Grève et manifestations le 7 mars à l'appel de l'intersyndicale !
Lettre
ouverte
à Monsieur
Erwan
BALANANT, député de
la 8éme circonscription du FINISTÈRE
Monsieur
le Député,
Vous
siégez à l’Assemblée Nationale dans le groupe MODEM, qui
s’apprête à soutenir au Parlement, au cours d’un examen
précipité et sans véritable possibilité de débat, la
contre-réforme des retraites décidée par un gouvernement
dogmatique et hostile à toute concertation.

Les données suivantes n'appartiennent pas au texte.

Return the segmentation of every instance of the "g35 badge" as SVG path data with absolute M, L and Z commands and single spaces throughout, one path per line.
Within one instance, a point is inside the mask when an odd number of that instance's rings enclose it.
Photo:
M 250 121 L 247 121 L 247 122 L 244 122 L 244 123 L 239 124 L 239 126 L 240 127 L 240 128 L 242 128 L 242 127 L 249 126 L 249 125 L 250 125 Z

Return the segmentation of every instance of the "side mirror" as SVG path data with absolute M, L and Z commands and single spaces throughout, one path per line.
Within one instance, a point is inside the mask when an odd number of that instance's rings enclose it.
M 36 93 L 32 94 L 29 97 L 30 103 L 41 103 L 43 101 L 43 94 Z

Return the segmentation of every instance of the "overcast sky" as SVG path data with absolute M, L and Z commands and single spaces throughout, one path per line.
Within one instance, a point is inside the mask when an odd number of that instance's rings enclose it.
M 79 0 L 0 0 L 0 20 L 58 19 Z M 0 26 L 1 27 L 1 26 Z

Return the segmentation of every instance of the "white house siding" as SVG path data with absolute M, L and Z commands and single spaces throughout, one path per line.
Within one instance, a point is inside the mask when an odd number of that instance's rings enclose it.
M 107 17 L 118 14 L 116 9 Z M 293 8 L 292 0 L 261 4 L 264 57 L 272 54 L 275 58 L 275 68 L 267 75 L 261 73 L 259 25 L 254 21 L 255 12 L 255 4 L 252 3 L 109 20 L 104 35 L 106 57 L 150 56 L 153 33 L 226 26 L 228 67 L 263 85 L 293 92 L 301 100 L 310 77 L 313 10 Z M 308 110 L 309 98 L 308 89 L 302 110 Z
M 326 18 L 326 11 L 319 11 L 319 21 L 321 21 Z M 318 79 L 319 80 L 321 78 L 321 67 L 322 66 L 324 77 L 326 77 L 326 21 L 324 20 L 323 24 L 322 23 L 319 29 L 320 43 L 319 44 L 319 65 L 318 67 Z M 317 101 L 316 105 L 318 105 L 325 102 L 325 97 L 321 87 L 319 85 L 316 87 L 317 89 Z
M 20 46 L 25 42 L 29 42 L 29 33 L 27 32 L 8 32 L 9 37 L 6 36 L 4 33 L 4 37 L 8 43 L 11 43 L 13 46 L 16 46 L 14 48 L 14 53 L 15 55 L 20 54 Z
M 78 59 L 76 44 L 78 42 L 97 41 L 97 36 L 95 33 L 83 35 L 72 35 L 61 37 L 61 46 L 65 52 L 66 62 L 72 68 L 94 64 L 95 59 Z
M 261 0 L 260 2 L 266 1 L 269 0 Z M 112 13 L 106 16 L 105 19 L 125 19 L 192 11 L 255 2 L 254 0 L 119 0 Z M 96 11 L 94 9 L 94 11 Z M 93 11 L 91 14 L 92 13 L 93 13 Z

Cette réforme prévoit,
essentiellement, l’allongement de la durée de cotisation à 43
annuités ainsi que le recul de l’âge de départ à 64 ans.
Cette
réforme est-elle nécessaire ? Non !
Le
Conseil d’Orientation des Retraites déclare qu’il «
n’y a pas de trajectoire incontrôlée des dépenses des retraites
».
En
revanche, il y a eu organisation du rabougrissement des sources du
financement .
De
nombreuses propositions ont été faites pour améliorer le système
et son financement : suppressions des nombreuses exonérations qui ne
profitent qu’aux grandes entreprises, hausse
des salaires, hausse
des cotisations sur
les hauts revenus...
Plus
largement, L’État peut retrouver les moyens de financer les
besoins sociaux en renonçant à sous-imposer et sous-taxer les très
hauts revenus et ceux du capital. Que ce gouvernement, qui a votre
soutien, ne demande que 12,8 % d’impôt sur le
revenu sur le Milliard € de dividendes que perçoit
monsieur X... est indécent.
Alors
qu’à partir de 28 000€ de revenu annuel, les revenus du travail
sont imposés à 30 % .
La
réforme des retraites est-elle juste ? Non !
Les
salariés qui exercent les métiers les plus pénibles atteindront
juste l’âge de l’espérance de vie en bonne santé et ce,
d’autant que le gouvernement de M. Macron a supprimé la prise en
compte des facteurs de pénibilité.
Les
femmes, déjà pénalisées en raison de salaires inférieurs et de
carrières discontinues, ont déjà des retraites de 40% inférieures
à celles des hommes ; ce sera pire encore. C’est un recul social
inadmissible assorti d’un véritable déni de démocratie !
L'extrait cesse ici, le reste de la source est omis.